Ну, что ещё можно к этому добавить? Бойцы Насонов, Ожерелов, Яковлев и Савельев успешно партизанили на Полтавщине, сколотили свой отряд и с ним вместе пробились через фронт к нашим наступающим частям. Они нашли большого командира, вместе с ним приехали в Попивку, взяли знамя у Белогрудов, и с соответствующими воинскими почестями оно было возвращено в танковое соединение, в составе которого был возрождён танковый полк.

И вот теперь, перед тем как новобранцы-танкисты приносят в этом полку присягу, офицеры рассказывают им историю их боевого знамени, сохранённого беззаветным героизмом советских людей от вражеских рук, знамени, которое возрождённый полк с боями пронёс через всю Украину в Румынию, а потом от Тарнополя через Польшу, через пять немецких провинций в Берлин.

И, отдавая этому знамени воинские почести, полк вместе с теми, кто с честью пронёс его по дорогам войны в столицу врага, чтит и тех, кто сберёг полковую святыню.

Ночь под рождество

Рассказ подпольщика

— Этого самого человека — имя-то я всё-таки изменю, потому что уж очень чудная эта история, — ну, назовём условно, Олексия Кущевого, — знавал я и до войны. Собственно, как знавал: здравствуй, прощай, шапочное знакомство. Раза два видел его в Кривом Роге на стахановских слётах, он тогда со страниц газет не сходил, ну, мне и показали: вон он сидит, этот самый знаменитый Кущевой-то. Потом раз из Москвы мы с ним ехали, ордена нам за руду в Кремле вручали, ну и попали мы с ним на обратном пути в один поезд, в одно купе. Сутки ехали и не разговорились как следует. Он всё в окно глядел да насвистывал. Раз только — какие-то сады мы проезжали, а весна была, сады-то цвели, ну, словно снежные вороха средь зелени белели — он было и принялся мне рассказывать, что хочет у себя на руднике в садике какие-то там мичуринские, особые сорта грушек завести. Но и об этом не успели разговориться. Отвернулся и опять засвистел. Тошно мне с ним стало. Ушёл я к своим ребятам в соседнее купе, там у них и прижился. Я люблю людей — душа нараспашку, чтоб человек и поработать как следует умел, и выпить был бы не дурак, и разговор чтоб хороший держать мог, и чужой разговор — слушать, ну, а в подходящий случай чтоб и песню спел. А это что: едет человек из Москвы, сам Михаил Иванович Трудовое Знамя ему к пиджаку привинтил, а он хотя бы улыбнулся. Долдонит там про какие-то немыслимые грушки.

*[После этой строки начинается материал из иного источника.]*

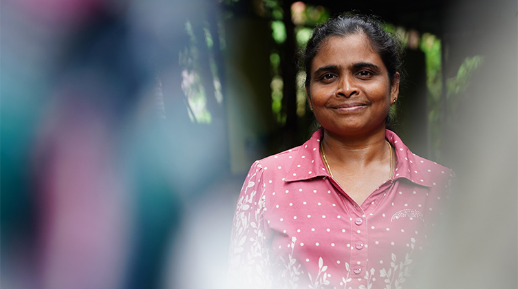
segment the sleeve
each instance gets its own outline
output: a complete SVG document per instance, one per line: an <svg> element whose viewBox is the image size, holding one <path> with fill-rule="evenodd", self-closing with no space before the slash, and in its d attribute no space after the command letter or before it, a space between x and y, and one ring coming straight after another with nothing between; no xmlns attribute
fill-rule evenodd
<svg viewBox="0 0 518 289"><path fill-rule="evenodd" d="M271 287L269 255L266 248L263 213L263 170L258 162L250 169L237 201L230 239L230 288Z"/></svg>

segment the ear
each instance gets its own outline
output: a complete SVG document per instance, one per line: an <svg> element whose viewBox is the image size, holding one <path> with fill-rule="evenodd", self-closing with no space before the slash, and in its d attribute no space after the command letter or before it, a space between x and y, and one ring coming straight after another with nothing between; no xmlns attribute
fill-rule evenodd
<svg viewBox="0 0 518 289"><path fill-rule="evenodd" d="M307 89L307 85L304 85L305 89L305 95L307 96L307 103L310 105L310 109L313 112L313 103L311 102L311 96L310 95L310 90Z"/></svg>
<svg viewBox="0 0 518 289"><path fill-rule="evenodd" d="M396 72L396 76L394 76L394 78L392 80L392 83L391 83L390 85L391 100L393 100L394 98L397 100L398 96L399 96L399 72Z"/></svg>

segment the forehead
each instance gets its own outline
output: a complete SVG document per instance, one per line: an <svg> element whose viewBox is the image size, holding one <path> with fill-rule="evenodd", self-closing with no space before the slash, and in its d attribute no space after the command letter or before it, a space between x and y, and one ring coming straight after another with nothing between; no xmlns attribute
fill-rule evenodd
<svg viewBox="0 0 518 289"><path fill-rule="evenodd" d="M322 66L349 66L359 63L371 63L385 68L381 57L374 50L365 34L332 36L322 43L313 59L312 71Z"/></svg>

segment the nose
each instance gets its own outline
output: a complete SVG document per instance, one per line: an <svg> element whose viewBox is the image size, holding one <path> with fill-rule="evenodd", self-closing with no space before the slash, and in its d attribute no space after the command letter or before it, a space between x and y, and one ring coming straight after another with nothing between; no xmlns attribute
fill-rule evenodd
<svg viewBox="0 0 518 289"><path fill-rule="evenodd" d="M345 76L341 77L338 85L336 89L337 97L349 98L353 95L358 93L358 89L356 85L356 81L354 81L353 76Z"/></svg>

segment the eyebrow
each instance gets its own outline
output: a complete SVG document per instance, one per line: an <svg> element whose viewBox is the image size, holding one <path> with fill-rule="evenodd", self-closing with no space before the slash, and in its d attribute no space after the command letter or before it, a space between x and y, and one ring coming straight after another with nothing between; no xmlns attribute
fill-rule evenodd
<svg viewBox="0 0 518 289"><path fill-rule="evenodd" d="M364 67L365 68L367 68L368 67L368 68L371 68L371 69L374 69L374 70L378 70L378 71L380 70L380 67L379 66L378 66L378 65L375 65L374 63L371 63L369 62L358 62L358 63L353 64L352 66L355 69L364 68ZM323 72L327 72L327 71L330 71L330 70L335 70L335 69L336 69L336 68L338 68L338 65L326 65L326 66L323 66L323 67L319 68L318 69L315 70L315 72L313 72L313 76L316 76L318 74L320 74Z"/></svg>
<svg viewBox="0 0 518 289"><path fill-rule="evenodd" d="M318 74L320 74L323 72L327 72L330 70L335 70L338 67L337 65L326 65L323 66L318 69L315 70L314 72L313 72L313 76L316 76Z"/></svg>
<svg viewBox="0 0 518 289"><path fill-rule="evenodd" d="M369 67L376 70L380 69L379 66L369 62L360 62L358 63L354 63L352 66L354 68Z"/></svg>

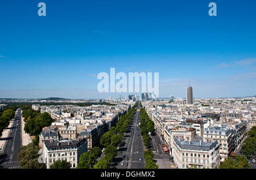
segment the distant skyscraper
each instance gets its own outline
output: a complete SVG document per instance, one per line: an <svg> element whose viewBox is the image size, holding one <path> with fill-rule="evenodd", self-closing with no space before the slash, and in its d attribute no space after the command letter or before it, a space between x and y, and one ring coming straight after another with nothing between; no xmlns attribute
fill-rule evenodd
<svg viewBox="0 0 256 180"><path fill-rule="evenodd" d="M141 94L141 99L142 100L148 100L148 95L147 93L143 93Z"/></svg>
<svg viewBox="0 0 256 180"><path fill-rule="evenodd" d="M193 89L191 86L187 88L187 104L193 104Z"/></svg>
<svg viewBox="0 0 256 180"><path fill-rule="evenodd" d="M170 100L171 101L174 101L174 97L173 95L171 95Z"/></svg>

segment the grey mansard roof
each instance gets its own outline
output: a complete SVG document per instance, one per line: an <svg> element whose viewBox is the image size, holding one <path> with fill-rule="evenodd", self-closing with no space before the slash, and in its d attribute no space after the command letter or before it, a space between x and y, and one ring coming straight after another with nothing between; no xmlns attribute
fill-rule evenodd
<svg viewBox="0 0 256 180"><path fill-rule="evenodd" d="M52 130L47 130L47 131L43 131L41 132L41 135L44 137L53 137L53 136L58 136L58 134Z"/></svg>

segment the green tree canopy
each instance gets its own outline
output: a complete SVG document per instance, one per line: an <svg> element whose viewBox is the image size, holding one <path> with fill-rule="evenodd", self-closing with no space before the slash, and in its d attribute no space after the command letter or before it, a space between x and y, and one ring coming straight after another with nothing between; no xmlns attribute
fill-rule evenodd
<svg viewBox="0 0 256 180"><path fill-rule="evenodd" d="M70 169L71 164L66 160L57 160L50 165L51 169Z"/></svg>

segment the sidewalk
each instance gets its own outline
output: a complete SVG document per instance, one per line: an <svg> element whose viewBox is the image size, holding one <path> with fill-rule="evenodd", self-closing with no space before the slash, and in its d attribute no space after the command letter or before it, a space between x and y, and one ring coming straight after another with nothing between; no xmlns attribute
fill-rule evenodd
<svg viewBox="0 0 256 180"><path fill-rule="evenodd" d="M21 111L22 114L22 111ZM24 118L22 118L22 145L27 145L30 143L32 143L31 137L30 137L28 134L25 132L24 131L24 127L25 127L25 122L24 121Z"/></svg>
<svg viewBox="0 0 256 180"><path fill-rule="evenodd" d="M3 131L3 134L2 136L0 137L0 152L3 152L5 143L7 140L7 138L9 136L10 131L11 130L11 127L13 127L13 120L10 120L10 123L8 126L8 127L6 127Z"/></svg>

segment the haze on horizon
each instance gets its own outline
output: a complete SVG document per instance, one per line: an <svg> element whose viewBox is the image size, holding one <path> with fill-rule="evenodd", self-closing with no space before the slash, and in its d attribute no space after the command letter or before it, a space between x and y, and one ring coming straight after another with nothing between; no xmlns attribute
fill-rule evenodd
<svg viewBox="0 0 256 180"><path fill-rule="evenodd" d="M101 72L159 73L159 98L255 96L256 2L44 1L0 2L0 98L117 98Z"/></svg>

И больше с тех пор я его и не видел до того самого лихого лета, когда вдруг наше знаменитое Криворожье фронтом стало. Вы помните, как было? Сначала-то мы надеялись, что немца скоро остановят и потом на Берлин пойдут. А позже наши рудничные на Буг куда-то отправились линию обороны копать — ну и на ту линию маленько надеялись. И вдруг — бац, эвакуируют наши заводы! Тут и поняли мы: худо! Неужели с насиженных мест сниматься? Да как снимешься-то? Завод — дело иное: машины, станки разобрал, на платформу и — айда хоть на Дальний Восток. А рудник-то как разберешь? Он весь под землёй. Сверху-то только копёр, подъёмка, а они на кой шут кому нужны! А руда-то, сами знаете, у нас какая! Ох, хороша! Немец давным-давно на неё зарился. Всё с концессиями подбирался.